What do you do when the traits you love most about your children are causing them to struggle in school? When the things that are inherent to their little big personalities are not working in a classroom environment? My job as a mother is to protect the light that is at the center of their being. To never let it go out despite influences and obstacles that life will send their way. I adore my 3rd grade worldly dreamer and my 1st grade dancing social butterfly, but I also know that school cannot go on like this.

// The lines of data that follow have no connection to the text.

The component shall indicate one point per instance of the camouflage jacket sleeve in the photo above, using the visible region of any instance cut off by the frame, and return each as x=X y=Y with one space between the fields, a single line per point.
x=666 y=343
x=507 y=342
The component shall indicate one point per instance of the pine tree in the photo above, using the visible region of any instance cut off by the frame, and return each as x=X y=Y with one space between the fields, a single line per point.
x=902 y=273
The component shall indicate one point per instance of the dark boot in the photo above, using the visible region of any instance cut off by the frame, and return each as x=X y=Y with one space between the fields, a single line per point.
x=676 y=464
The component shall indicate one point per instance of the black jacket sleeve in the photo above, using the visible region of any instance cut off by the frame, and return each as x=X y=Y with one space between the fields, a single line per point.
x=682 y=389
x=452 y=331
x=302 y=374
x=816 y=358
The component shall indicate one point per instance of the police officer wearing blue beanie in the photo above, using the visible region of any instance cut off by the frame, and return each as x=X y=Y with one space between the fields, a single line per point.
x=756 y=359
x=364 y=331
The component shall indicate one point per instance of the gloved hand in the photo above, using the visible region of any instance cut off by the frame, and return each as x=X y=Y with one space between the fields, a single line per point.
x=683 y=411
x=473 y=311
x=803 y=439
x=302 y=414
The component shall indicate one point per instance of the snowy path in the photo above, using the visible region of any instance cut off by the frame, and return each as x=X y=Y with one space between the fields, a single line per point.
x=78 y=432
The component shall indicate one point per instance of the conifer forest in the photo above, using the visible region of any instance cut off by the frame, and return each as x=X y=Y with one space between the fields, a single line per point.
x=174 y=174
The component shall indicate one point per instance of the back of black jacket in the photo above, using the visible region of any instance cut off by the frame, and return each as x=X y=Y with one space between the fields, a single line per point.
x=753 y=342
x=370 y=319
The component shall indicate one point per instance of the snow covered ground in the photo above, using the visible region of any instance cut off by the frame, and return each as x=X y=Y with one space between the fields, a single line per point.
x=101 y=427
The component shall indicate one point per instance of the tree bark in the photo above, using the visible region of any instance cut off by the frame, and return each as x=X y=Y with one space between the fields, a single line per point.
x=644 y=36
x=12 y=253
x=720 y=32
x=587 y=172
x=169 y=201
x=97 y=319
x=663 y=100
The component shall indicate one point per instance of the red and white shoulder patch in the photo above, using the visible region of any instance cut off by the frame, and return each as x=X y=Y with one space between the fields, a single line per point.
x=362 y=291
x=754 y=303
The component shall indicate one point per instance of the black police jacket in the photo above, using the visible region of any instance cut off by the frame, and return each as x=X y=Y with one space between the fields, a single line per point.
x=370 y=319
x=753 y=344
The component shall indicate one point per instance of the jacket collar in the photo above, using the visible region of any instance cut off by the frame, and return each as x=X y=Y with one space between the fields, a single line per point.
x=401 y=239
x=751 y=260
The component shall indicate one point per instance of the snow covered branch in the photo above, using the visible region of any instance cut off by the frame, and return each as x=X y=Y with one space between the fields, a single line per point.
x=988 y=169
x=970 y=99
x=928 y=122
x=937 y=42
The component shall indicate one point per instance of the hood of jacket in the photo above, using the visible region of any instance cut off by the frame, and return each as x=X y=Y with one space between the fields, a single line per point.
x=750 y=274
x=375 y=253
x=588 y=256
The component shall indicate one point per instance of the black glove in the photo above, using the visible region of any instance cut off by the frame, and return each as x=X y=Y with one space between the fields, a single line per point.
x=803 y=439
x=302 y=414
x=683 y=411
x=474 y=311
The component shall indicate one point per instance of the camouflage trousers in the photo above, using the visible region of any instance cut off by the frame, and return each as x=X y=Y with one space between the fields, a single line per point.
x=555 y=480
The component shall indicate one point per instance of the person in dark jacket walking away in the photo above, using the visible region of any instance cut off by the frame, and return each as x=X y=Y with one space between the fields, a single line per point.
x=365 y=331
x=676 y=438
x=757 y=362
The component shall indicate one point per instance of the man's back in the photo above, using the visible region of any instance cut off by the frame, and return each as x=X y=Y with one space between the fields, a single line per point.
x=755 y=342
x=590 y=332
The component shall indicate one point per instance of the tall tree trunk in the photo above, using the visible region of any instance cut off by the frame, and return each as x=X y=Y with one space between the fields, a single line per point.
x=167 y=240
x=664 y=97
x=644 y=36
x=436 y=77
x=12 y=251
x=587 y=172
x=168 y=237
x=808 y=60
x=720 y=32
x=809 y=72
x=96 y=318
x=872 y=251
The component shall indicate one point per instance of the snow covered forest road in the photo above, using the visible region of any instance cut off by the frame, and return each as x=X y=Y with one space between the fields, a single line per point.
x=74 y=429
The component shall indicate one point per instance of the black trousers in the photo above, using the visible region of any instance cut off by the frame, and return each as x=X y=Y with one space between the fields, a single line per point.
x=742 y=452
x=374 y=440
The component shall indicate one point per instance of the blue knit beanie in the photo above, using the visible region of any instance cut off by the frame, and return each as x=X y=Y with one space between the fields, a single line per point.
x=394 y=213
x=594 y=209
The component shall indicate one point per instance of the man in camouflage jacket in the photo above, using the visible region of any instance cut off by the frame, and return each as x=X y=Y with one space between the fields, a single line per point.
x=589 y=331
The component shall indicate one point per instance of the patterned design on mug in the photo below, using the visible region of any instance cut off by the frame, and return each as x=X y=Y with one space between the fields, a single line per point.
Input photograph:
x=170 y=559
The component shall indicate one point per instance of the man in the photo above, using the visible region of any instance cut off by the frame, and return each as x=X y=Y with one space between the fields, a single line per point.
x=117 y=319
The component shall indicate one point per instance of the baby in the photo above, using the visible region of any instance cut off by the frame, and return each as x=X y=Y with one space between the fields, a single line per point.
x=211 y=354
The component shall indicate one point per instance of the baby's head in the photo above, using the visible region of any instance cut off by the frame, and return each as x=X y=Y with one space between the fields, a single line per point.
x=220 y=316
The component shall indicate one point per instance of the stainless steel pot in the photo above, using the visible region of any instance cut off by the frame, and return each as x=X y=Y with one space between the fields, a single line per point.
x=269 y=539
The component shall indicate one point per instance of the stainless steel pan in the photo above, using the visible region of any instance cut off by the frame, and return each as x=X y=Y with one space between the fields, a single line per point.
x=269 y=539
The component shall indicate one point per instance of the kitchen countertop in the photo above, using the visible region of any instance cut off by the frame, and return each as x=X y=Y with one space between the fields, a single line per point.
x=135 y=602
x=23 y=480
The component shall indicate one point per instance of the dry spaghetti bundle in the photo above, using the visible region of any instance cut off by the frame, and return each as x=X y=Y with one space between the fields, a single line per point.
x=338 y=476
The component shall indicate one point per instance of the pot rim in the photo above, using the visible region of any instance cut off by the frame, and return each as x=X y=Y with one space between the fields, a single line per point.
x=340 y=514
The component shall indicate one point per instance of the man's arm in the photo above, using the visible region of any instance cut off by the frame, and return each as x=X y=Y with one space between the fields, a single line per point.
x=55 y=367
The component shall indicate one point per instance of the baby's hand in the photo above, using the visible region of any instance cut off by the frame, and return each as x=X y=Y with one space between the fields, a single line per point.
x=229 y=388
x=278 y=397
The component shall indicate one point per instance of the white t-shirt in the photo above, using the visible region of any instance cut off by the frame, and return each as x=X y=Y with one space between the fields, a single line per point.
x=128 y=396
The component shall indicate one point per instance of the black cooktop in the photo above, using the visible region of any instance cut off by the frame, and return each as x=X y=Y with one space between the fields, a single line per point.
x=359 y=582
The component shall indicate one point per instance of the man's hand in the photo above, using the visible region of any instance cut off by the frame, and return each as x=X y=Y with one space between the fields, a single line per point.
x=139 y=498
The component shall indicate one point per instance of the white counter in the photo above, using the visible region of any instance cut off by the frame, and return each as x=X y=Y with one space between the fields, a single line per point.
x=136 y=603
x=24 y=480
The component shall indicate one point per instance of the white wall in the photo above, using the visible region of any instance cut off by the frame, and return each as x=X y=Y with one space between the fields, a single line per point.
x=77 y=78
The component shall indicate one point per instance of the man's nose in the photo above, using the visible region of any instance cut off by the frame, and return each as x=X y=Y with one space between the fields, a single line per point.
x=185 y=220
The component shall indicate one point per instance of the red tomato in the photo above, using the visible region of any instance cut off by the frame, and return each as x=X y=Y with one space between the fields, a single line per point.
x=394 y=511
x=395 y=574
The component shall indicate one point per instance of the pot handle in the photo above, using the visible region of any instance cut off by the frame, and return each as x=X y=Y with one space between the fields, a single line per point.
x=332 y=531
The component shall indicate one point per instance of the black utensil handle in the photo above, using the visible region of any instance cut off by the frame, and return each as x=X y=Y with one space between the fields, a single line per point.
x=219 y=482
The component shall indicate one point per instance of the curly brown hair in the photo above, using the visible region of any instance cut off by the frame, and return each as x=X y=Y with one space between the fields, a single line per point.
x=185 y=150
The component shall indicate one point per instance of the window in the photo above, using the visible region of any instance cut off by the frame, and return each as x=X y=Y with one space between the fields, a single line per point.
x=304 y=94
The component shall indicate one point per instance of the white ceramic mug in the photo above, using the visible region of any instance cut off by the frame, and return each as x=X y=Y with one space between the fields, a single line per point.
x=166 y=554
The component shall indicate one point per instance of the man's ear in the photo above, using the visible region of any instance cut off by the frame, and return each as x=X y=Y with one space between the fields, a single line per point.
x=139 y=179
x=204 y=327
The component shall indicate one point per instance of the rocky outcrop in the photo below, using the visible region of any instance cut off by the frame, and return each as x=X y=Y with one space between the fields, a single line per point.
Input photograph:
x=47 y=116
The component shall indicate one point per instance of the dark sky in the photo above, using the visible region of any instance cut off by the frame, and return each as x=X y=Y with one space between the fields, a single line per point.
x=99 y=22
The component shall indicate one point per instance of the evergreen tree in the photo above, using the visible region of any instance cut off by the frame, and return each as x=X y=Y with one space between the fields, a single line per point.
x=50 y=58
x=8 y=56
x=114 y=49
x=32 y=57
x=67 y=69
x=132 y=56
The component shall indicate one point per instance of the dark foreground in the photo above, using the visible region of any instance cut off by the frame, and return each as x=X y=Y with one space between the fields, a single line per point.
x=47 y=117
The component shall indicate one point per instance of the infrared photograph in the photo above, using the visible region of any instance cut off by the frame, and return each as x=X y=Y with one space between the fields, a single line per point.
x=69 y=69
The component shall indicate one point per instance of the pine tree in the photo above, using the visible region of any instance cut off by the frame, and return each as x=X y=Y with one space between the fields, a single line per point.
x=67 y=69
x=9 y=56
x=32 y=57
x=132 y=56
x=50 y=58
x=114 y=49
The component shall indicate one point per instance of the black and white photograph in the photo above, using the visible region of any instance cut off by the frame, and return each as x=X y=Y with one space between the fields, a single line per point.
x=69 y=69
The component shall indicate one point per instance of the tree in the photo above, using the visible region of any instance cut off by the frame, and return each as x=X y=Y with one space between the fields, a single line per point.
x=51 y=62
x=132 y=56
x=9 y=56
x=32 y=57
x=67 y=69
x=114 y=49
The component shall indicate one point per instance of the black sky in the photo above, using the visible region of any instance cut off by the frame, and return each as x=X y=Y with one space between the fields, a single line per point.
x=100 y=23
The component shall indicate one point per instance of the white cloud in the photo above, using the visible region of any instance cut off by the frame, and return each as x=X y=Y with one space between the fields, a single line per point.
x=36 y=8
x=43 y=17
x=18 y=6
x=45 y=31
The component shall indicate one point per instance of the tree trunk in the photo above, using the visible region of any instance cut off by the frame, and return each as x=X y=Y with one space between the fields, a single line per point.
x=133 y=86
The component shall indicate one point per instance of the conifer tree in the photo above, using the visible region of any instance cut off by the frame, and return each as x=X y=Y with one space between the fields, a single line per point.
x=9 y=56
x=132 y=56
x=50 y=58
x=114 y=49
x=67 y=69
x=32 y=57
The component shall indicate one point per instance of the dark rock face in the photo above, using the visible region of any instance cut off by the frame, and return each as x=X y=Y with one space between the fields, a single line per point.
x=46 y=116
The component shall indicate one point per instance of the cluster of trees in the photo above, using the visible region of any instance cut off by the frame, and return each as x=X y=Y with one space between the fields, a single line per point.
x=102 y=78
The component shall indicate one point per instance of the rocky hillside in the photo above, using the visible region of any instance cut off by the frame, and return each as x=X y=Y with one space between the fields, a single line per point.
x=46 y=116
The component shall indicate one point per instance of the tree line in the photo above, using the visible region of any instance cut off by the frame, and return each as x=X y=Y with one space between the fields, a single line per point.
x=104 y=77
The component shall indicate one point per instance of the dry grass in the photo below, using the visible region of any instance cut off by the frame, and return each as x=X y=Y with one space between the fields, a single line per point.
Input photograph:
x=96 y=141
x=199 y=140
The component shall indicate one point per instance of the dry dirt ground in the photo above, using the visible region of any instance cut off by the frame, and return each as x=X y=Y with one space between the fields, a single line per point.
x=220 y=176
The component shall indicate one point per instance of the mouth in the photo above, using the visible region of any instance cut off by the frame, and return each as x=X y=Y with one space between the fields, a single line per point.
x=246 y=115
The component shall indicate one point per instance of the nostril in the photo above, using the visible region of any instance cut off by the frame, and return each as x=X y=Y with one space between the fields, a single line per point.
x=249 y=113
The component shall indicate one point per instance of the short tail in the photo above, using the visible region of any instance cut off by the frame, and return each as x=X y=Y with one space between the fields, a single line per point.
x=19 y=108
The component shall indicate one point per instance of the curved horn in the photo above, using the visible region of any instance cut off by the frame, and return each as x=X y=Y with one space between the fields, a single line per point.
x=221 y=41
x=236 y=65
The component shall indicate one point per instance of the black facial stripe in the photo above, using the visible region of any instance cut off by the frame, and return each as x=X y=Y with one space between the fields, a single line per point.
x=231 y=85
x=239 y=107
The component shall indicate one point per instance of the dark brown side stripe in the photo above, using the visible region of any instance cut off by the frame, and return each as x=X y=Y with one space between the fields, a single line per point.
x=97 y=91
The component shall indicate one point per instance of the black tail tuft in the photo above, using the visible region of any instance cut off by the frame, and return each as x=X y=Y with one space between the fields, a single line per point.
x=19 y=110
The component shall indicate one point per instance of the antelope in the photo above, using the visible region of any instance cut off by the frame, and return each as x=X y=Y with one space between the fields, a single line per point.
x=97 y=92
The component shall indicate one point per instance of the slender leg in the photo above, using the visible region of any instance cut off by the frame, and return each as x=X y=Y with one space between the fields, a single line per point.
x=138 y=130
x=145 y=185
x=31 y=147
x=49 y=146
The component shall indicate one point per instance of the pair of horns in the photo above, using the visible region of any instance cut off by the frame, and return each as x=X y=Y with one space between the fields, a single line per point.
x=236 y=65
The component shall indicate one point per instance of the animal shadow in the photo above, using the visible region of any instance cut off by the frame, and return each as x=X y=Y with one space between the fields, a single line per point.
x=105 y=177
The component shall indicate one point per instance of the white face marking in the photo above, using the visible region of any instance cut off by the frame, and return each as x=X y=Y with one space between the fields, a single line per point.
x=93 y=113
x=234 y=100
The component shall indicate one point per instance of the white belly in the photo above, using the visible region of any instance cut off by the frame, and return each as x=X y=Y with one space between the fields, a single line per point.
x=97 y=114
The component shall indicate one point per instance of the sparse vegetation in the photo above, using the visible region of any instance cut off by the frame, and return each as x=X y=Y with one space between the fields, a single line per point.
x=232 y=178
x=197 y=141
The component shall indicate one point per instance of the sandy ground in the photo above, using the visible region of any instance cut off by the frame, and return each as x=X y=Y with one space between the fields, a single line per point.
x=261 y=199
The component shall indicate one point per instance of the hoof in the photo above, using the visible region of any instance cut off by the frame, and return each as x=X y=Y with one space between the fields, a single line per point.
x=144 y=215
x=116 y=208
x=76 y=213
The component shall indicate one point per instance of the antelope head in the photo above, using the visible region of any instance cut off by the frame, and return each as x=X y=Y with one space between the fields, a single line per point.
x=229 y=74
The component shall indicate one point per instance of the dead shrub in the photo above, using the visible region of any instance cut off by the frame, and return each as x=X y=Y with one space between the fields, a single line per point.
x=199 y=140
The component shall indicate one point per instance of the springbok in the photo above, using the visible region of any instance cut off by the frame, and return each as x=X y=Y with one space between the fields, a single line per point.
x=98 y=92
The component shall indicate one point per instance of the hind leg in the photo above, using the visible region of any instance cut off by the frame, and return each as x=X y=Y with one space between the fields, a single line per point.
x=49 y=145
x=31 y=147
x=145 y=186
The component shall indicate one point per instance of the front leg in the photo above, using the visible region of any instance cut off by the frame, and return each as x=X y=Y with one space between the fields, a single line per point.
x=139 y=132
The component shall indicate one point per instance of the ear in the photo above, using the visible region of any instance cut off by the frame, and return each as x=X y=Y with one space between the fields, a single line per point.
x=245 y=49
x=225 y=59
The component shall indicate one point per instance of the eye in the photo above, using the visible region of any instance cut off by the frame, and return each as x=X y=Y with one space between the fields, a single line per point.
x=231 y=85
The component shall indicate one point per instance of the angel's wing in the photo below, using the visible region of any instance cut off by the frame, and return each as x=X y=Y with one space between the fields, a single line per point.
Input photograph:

I am nervous and I’m uninformed. I’m scared to death that the messages they are hearing about their performance as a student are translating to their feelings about their self-worth and slowly extinguishing their light.

But I do know one thing. This is the year. This is the year that we learn how to manage this and can only pray that we don’t put their light out while we’re at it.

4 Comments Add yours

  1. Caitlyn says:

    Ive got my own dancer worldly dreamer in the works… this is inspiring… love the way you describe this non issue-issue!

    Like

    1. Emily says:

      Cait – that’s exactly what this feels like – a non-issue, issue. But at the same time, some of these decisions seem so important now like weather to evaluate for ADHD, medication, etc., etc. This non-issue is forcing me to make some real decisions and I am struggling! Goodness…

      Like

  2. Lots of alternatives to medication, although that can be great, and I totally agree with you that it’s a non-issue, issue. I always remember watching an Access Hollywood where Billy Bush talked about having ADHD, and him saying he looks at it as an advantage to him. It made him who he is. I have ADD and my brother ADHD, and for us it’s really just been knowing and managing it behaviorally for the most part. Having a teacher who’s willing to partner on that makes a world of difference.